Doces de Pelotas - Parte 2. A Fenadoce

A Feira Nacional do Doce - FENADOCE - é realizada no local onde funcionou uma das grandes indústrias de doces (CICA) que se instalaram em Pelotas entre as décadas de 1950 e 1970 utilizando os benefícios fiscais oferecidos pelo governo e que se retiraram do município quando a lei expirou.
Ocupa 20 mil metros quadrados de área coberta, onde produtos de todo o país e do vizinho Uruguai são vendidos em estandes comercializados para garantir o funcionamento da Cidade do Doce. Um pavilhão separado é destinado exclusivamente a produtos regionais e apresentações culturais de grupos locais e da vizinhança, principalmente os CTGs - Centros de Tradição Gaúcha.
Conforme me esclareceu o Prof. Samir Curi Hallal, a primeira Fenadoce foi realizada em 1986, consequência natural das edições do Festival do Doce realizadas de 1982 a 1984 pelo Sindicato de Hotéis, Bares e Restaurantes em parceria com o Senac/Pelotas, e já seguindo a tradição das Festas do Pêssego na Colônia. Bem mais tarde conseguiu tornar-se uma realização anual.
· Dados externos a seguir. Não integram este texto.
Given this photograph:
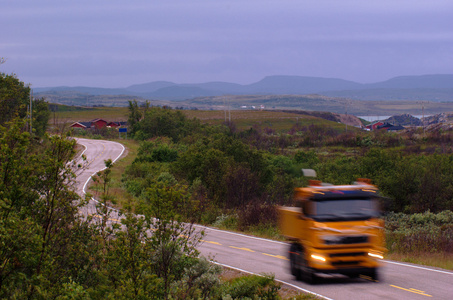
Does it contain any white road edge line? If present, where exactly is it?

Castelo cenográfico na frente do qual é realizada a cerimônia de inauguração.


 

Doceiras no estande da Associação. A da
esquerda é a simpática Mara, que preparou
minha encomenda para viagem.






 

Neste estande envidraçado eram demonstrados os processos de preparação dos doces mais tradicionais, em destaque as passas de pêssegos.






Receita de pêssego passa, uma das mais elaboradas, copiada do suplemento Guia do Doce, do jornal Zero Hora de 05/06/2012.

PASSA DE PÊSSEGO
Ingredientes:

50 pêssegos
9,5quilos de açúcar
Agua suficiente para cobrir os pêssegos

1. Escolha pêssegos bonitos, sem machucados, e limpe-os.

2. Em água fervente, coloque quatro pêssegos por vez, retirando-os quando estiverem no ponto de pelar e colocando-os em um recipiente com água fria. Com as mãos, retire as cascas e coloque-os em outro recipiente com água limpa. Descaroce as frutas.

3. Para 50 pêssegos, faça uma calda rala com 3 quilos de açúcar e vá colocando as frutas na calda, uma a uma, até ficarem lustrosas. À medida em que forem ficando entranhados de calda, retire e coloque-os em uma vasilha, onde devem ficar cobertos pela calda até o dia seguinte, quando serão retirados e colocados para escorrer em peneira de taquara.

4. Com 2,5 quilos de açúcar faça outra calda (mais grossa). Nela, deite os pêssegos e deixe-os. No terceiro dia, retire-os da calda, arrume-os escorra novamente em peneira de taquara.

5. Com 4 quilos de açucar, faça uma nova calda em ponto de refinar e, nela, leve os pêssegos novamente ao fogo, até levantar fervura. À medida em que os pêssegos forem ficando prontos, bem trespassados de caldas, retire-os e arrume em uma peneira onde, depois de frios, devem ir ao sol para secar.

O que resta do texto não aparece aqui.